Osobiście chciałbym, aby F1 była kierowana przez Berniego, przy współpracy z Maxem, poprzez dyktaturę.- stwierdził Briatore w wywiadzie dla magazynu F1Racing.
Tego typu sytuacja nie jest już jednak możliwa, ponieważ świat F1 stał się zbyt korporacyjny
Musimy więc wprowadzić system większości w ustalaniu nowego Concorde Agreement. W chwili obecnej nie jesteśmy w stanie nic zdecydować bez jednomyślności. W ten sposób nie można rządzić nawet radą mieszkańców zwykłego bloku, nie wspominając o globalnym sporcie wartym 3 miliardy dolarów.
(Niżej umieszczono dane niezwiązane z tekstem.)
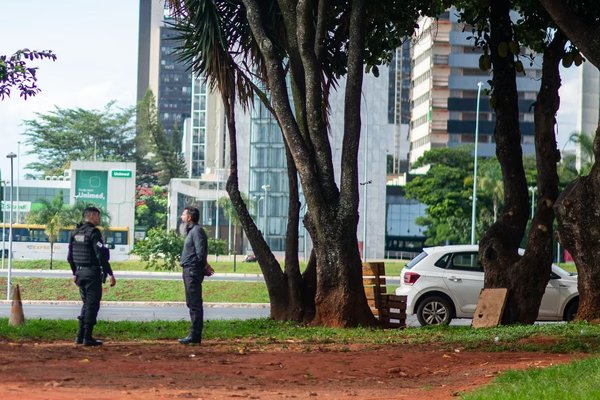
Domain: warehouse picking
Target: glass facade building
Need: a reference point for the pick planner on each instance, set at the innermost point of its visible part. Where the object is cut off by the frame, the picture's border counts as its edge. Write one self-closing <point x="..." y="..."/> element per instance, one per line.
<point x="268" y="181"/>
<point x="197" y="143"/>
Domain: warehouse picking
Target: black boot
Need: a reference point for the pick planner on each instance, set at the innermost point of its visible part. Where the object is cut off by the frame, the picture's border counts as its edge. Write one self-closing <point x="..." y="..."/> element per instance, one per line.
<point x="88" y="340"/>
<point x="190" y="339"/>
<point x="79" y="338"/>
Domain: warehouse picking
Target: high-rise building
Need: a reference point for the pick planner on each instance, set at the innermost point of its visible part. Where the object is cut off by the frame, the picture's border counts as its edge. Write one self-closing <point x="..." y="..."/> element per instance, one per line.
<point x="445" y="76"/>
<point x="590" y="105"/>
<point x="159" y="68"/>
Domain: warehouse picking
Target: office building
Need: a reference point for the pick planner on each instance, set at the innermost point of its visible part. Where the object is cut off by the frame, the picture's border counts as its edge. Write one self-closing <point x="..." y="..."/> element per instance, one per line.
<point x="445" y="73"/>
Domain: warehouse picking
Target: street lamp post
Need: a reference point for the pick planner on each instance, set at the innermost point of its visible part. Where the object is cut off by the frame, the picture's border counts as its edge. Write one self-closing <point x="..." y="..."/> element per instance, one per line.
<point x="366" y="181"/>
<point x="217" y="207"/>
<point x="532" y="189"/>
<point x="10" y="155"/>
<point x="258" y="199"/>
<point x="3" y="221"/>
<point x="18" y="182"/>
<point x="474" y="202"/>
<point x="266" y="188"/>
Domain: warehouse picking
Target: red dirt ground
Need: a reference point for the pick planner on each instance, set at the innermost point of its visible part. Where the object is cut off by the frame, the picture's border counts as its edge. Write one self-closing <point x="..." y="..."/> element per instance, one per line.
<point x="218" y="370"/>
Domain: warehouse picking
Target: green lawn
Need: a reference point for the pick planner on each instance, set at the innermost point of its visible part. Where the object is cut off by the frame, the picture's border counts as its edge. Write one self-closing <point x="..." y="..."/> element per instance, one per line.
<point x="392" y="268"/>
<point x="577" y="380"/>
<point x="140" y="290"/>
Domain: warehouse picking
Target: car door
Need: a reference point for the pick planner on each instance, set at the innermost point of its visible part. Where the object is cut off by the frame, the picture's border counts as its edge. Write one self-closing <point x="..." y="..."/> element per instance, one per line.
<point x="463" y="277"/>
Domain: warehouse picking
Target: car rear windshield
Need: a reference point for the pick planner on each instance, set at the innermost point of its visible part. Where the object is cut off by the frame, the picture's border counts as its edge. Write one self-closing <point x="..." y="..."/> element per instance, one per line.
<point x="416" y="260"/>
Jest to po prostu szalone.
Briatore jest również niezadowolony z faktu, że tak mała liczba osób ma tak dużą władzę decyzyjną w sporcie.
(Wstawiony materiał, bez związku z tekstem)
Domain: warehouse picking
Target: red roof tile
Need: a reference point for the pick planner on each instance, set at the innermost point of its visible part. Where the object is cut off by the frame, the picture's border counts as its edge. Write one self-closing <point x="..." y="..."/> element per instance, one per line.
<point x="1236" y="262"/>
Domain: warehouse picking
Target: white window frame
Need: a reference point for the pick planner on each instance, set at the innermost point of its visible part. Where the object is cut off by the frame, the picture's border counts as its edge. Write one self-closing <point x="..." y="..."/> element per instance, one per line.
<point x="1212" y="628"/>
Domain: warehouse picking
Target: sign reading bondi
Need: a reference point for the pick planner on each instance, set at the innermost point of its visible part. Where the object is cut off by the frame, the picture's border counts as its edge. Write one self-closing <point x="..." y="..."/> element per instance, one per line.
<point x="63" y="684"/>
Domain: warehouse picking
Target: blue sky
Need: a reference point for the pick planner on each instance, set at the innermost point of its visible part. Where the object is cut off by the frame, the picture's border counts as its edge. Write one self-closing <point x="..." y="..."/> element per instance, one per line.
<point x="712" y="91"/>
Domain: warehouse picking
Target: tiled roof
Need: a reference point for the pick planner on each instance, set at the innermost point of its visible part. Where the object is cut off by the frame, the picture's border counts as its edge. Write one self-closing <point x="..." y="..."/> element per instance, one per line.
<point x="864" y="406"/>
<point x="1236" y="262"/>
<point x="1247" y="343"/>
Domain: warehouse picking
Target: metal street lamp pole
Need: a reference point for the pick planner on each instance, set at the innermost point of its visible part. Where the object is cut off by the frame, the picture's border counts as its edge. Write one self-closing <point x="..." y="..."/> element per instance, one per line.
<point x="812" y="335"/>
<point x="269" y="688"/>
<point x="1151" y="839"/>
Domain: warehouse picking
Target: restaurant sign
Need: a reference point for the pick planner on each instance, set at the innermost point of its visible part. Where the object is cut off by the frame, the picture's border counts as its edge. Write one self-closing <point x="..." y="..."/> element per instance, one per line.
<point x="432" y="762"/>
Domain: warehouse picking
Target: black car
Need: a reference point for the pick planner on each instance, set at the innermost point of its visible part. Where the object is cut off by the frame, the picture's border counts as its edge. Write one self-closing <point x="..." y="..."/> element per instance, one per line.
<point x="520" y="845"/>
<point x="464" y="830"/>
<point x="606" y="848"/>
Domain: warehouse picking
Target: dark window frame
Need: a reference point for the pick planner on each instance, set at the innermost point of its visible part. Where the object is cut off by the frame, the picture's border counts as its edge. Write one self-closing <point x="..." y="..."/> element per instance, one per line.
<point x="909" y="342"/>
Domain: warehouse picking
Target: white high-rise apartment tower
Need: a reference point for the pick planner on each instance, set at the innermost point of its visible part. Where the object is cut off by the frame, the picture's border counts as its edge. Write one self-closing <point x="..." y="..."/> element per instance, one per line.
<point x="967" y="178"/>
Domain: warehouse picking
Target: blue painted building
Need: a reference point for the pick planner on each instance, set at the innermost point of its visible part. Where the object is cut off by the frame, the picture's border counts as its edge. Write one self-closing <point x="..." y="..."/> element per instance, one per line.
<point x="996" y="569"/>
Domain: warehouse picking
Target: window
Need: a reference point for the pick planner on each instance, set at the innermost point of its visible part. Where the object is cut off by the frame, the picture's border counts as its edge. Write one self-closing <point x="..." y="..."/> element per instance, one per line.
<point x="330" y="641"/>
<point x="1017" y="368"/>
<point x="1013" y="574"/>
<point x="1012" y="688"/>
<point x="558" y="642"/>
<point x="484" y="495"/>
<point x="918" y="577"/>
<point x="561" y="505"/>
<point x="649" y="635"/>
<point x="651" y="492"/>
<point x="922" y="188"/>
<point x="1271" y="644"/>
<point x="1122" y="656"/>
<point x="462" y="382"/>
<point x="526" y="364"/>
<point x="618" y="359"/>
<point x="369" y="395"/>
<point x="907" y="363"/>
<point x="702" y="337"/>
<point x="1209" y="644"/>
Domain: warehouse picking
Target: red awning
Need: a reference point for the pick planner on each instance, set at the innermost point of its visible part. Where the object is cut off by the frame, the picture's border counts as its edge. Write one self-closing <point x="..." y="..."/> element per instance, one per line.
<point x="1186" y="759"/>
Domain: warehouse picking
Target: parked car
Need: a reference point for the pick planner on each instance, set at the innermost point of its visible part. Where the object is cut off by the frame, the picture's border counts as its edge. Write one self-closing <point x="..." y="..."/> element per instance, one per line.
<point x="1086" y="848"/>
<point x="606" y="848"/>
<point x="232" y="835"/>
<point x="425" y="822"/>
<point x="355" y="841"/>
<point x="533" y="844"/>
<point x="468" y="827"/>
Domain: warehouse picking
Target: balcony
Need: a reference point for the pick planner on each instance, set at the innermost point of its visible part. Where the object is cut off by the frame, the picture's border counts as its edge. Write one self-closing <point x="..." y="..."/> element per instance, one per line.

Popatrzmy na to w ten sposób: jeśli nic nie można uchwalić bez jednomyślności, wtedy mniejszość staje się równie ważna jak większość.- zaznacza Briatore.
Tak być nie powinno. Od następnego roku, jeśli 51 procent zespołów będzie chciało aby coś się stało, tak powinno się stać.
Jednakowoż Włoch zgadza się z Mosleyem i Ecclestone'em, że F1 powinna stać się bardziej emocjonująca.
F1 powinna być bardziej jak show - bardziej jak spektakl telewizyjny.- stwierdził.
Bernie i ja zgadzamy się pod tym względem - Max zresztą również.